Tüketici seçiciliği [customer selectivity]: Herhangi bir müşterinin yaptığı alışverişin diğer markadan yaptığı alışverişe oranı. Bir müşterinin başka bir markadan yaptığı alışverişin, bir markaya ilişkin yaptığı satın almanın bir yüzdesi olarak ifade edilmesi.

Tüketici seçim modeli [consumer choice model]: Tüketicinin seçim yaparken elde ettiği bilgiyi ne şekilde bulduğunu ve kullandığını anlamaya yönelik kurgulanan bir model. Tüketici davranışında tüketicilerin önlerindeki seçenekten seçme davranışı gerçekleştirmeleri. Farklı modelleri vardır.

Tüketici tatmini [consumer satisfaction]: Tüketici beklentilerinin ürün ya da hizmet tarafında karşılanma derecesi. Tatmin, tüketicilerin satın aldıkları mal ya da hizmetin beklentilerini karşılaması ile ilgilidir. Eğer tüketicinin beklentisi mal ya da hizmetin sağladığı fayda kadar ise tüketici o mamulden tatmin olur. Mamulün faydası tüketicinin beklentisinden fazla ise tüketici çok memnun olur. Ama mamul tüketicinin beklediği faydaları sağlayamıyorsa o zaman da tüketici tatmin olmamıştır.

Tüketim [consumption]: Tüketicinin süreç içinde bilişsel, duygusal ve davranışsal aşamalar olarak sayabileceğimiz basamakları geçmekte olduğunu öne sürülmektedir. Bu yönde öne çıkan kavramlar arasında hazcı (hedonik) tüketim, gösterişçi tüketim, plansız alışveriş vb. sayılabilir.

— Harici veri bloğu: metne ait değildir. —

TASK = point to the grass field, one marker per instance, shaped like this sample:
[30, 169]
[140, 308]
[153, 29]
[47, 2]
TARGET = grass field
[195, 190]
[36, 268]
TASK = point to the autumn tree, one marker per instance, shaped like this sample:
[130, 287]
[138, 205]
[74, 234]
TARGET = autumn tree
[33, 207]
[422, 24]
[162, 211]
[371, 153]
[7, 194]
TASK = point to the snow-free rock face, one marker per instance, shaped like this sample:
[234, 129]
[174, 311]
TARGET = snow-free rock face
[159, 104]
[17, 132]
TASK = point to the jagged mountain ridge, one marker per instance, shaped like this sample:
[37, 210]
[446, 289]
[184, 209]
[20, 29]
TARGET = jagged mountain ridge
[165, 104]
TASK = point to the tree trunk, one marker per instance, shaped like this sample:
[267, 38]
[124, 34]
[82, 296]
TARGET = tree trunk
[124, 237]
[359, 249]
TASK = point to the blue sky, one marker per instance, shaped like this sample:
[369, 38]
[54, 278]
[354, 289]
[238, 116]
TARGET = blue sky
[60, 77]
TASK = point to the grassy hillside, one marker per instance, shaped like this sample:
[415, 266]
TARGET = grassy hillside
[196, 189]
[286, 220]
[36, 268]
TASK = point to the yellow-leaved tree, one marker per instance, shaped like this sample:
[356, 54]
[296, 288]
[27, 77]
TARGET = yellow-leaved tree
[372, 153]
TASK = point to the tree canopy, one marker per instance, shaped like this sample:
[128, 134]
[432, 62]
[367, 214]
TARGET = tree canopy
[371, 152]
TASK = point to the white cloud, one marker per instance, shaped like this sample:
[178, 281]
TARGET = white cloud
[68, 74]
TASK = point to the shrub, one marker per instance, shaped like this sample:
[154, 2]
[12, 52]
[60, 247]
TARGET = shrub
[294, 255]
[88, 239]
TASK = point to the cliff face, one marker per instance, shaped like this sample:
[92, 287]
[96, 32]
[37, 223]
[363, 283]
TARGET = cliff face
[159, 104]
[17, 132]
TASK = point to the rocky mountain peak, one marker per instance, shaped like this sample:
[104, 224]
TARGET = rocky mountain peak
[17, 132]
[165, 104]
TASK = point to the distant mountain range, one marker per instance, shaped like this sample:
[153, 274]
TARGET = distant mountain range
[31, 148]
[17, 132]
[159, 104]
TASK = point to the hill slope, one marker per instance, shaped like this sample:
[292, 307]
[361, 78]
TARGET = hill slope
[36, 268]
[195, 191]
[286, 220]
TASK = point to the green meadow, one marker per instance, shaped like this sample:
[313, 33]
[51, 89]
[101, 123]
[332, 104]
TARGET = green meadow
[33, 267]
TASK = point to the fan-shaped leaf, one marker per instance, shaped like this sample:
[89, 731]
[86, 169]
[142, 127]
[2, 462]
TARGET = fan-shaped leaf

Tüketim kültürü [consumer culture]: Tüm tüketim faaliyetlerinin fiyat-değişim ilişkisi içerisinde, belirli pazar ilişkileri dâhilinde gerçekleştiği bir yapıdır. Bu yapıda profesyoneller tarafından hazırlanmış satış-promosyon çabalarıyla desteklenmiş olarak, tüketicilerin mallara ve hizmete sahip olabilmesi koşulu vardır. Söz konusu bu promosyon çabaları, medya imajları ve tüketim ürünlerinin tanıtımına yönelik faaliyetler, yeni anlamlar oluşturarak duygular ve arzular bütününe de etki eder.